Automation

Automation Eliminates Jobs Not Work: New Report

The issue is whether workers whose jobs are most likely to be disrupted by automation have the skills and training required for the new jobs being created.

The debate on whether or not automation is a job-cutting strategy has reached fever pitch. While automation is not new to many industries, such as auto, it’s occurring at a faster pace now and spreading across many industries. Its benefits have been touted as a way to increase productivity, overcome worker shortage and to eliminate routine jobs placing employees in higher value jobs. And of course, the downside is that jobs can be outright eliminated as robots move in.

A new paper, called “The Future Is Now: Workforce Opportunities And The Coming TIDE A Call To Action,” authored by law firm Littler Mendelson P.C.,  takes the viewpoint that “ technology eliminates jobs, not work. It is the continuous obligation of economic policy to match increases in productive potential with increases in purchasing power and demand. Otherwise, the potential created by technical progress runs to waste in idle capacity, unemployment, and deprivation.”

And it is the progress of this technology-induced displacement of employees (hereinafter, “TIDE” ) that is unstoppable and therefore must be dealt with in a strategic manner, the report concludes.

The report notes the following:

The accelerating pace of automation will likely lead to productivity increases on a scale not seen since the Industrial Revolution, while displacing tens of millions of American workers from their current occupations. Too often, news reports dramatically focus on AI and robots as job killers.
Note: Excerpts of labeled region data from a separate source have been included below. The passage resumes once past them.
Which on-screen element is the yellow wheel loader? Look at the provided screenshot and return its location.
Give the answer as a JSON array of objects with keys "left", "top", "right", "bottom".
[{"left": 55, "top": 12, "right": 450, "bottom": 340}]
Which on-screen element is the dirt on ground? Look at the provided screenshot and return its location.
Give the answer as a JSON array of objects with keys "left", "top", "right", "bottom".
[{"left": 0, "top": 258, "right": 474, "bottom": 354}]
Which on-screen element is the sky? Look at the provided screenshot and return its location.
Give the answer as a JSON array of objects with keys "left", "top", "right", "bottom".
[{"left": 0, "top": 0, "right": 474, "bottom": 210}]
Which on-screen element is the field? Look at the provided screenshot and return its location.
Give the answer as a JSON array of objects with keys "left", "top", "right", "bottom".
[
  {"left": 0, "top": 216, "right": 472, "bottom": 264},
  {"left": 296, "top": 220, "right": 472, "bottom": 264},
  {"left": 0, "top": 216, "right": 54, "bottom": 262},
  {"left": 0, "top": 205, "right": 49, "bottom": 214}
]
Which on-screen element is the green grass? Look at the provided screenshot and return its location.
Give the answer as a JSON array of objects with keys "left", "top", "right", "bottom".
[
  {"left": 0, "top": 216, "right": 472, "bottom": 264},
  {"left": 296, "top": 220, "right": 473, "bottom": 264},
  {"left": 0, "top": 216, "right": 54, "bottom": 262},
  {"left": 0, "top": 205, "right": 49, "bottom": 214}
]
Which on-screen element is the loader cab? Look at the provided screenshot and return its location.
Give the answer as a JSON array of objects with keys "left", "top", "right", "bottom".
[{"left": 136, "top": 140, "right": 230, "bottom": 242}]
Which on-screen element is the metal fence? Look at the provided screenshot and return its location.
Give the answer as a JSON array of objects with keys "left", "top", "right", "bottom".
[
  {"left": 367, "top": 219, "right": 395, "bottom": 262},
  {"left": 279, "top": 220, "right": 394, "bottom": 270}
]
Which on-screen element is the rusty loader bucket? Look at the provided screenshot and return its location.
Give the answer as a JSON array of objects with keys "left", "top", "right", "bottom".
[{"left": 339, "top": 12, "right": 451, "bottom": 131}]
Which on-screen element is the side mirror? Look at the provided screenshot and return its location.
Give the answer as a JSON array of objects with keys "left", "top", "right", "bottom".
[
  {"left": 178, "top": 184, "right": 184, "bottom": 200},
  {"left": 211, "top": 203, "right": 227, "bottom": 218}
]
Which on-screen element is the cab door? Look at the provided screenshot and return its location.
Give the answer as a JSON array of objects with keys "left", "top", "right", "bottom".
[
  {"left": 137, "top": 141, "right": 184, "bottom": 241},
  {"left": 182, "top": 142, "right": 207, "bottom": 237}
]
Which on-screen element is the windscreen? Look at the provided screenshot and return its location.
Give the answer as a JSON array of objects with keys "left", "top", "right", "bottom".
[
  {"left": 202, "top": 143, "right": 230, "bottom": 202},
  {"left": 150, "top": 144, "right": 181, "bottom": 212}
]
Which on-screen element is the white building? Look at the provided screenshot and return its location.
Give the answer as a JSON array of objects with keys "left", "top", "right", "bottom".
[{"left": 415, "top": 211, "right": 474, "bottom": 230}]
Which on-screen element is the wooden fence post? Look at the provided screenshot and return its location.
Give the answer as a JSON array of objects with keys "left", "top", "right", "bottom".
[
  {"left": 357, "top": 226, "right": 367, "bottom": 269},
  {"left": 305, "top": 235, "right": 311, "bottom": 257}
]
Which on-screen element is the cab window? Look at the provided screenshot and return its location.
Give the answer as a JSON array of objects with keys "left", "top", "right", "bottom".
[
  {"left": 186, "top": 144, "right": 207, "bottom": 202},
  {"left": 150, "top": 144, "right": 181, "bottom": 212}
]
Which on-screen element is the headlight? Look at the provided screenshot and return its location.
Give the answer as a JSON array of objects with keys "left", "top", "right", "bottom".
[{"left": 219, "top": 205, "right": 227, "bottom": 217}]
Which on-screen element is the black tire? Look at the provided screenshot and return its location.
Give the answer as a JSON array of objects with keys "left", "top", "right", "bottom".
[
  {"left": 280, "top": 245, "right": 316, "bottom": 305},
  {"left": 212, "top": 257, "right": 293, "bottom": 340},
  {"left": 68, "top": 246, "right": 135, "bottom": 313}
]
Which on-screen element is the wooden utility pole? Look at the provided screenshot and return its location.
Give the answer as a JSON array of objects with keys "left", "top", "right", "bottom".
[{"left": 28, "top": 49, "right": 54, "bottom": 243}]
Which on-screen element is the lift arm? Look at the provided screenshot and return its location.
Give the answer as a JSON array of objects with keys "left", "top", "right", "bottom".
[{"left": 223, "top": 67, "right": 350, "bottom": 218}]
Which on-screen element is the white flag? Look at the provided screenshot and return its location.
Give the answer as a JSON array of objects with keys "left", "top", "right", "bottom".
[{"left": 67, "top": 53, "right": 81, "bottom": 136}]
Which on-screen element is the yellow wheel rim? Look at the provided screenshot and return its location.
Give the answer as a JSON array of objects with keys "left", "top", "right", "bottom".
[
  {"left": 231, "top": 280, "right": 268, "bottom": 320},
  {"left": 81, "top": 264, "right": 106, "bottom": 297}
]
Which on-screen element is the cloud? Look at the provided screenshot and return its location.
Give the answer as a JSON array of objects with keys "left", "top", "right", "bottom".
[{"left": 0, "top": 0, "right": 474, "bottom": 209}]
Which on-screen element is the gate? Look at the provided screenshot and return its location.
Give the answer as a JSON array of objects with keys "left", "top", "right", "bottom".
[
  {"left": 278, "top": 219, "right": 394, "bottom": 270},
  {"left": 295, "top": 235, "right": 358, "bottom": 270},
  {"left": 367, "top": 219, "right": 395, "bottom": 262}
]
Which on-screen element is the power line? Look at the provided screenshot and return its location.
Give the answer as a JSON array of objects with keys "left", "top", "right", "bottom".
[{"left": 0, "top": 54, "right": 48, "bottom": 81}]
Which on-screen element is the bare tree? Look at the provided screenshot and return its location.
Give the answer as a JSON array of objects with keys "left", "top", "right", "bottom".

Unfortunately, the debate over whether jobs eliminated will outnumber jobs created ignores two related and no less important questions: (1) With the fast-paced arrival of innovative and transformative technologies, will workers whose jobs are most likely to be disrupted have the skills and training required for the new jobs being created? (2) Will employers be able to fill existing vacancies as this unstoppable transformation occurs?

The authors expect the following large-scale trends:

 • In the medium- to long-term, productivity increases should lower costs for consumers and spur greater demand for labor across the economy as a whole.

• In the short-term, automation will displace many affected workers from their current jobs and force hundreds of millions of workers worldwide to transition to new occupations within the next 15 years.

 • At the same time, some classes of workers, such as those with disabilities, will see the range of jobs available to them increase substantially as automation advances.

The result of these trends is that employers will have to “radically change their approach to talent planning and provide, facilitate, and encourage life-long worker training." They can accomplish this in a number of ways.

 • Conducting and participating in organization-specific and industry-wide talent forecasting and planning

 • Elevating the importance and status of talent planning and development

 • Identifying the need for improved and expanded lifelong learning programs

 • Implementing workplace training and partnering with trade groups, educational institutions, and worker organizations to provide workers with access to additional vocational educational resources and training opportunities both in the community and online

• Placing TIDE-related issues front and center on policymakers’ radar including legislative, regulatory, and legal barriers and opportunities.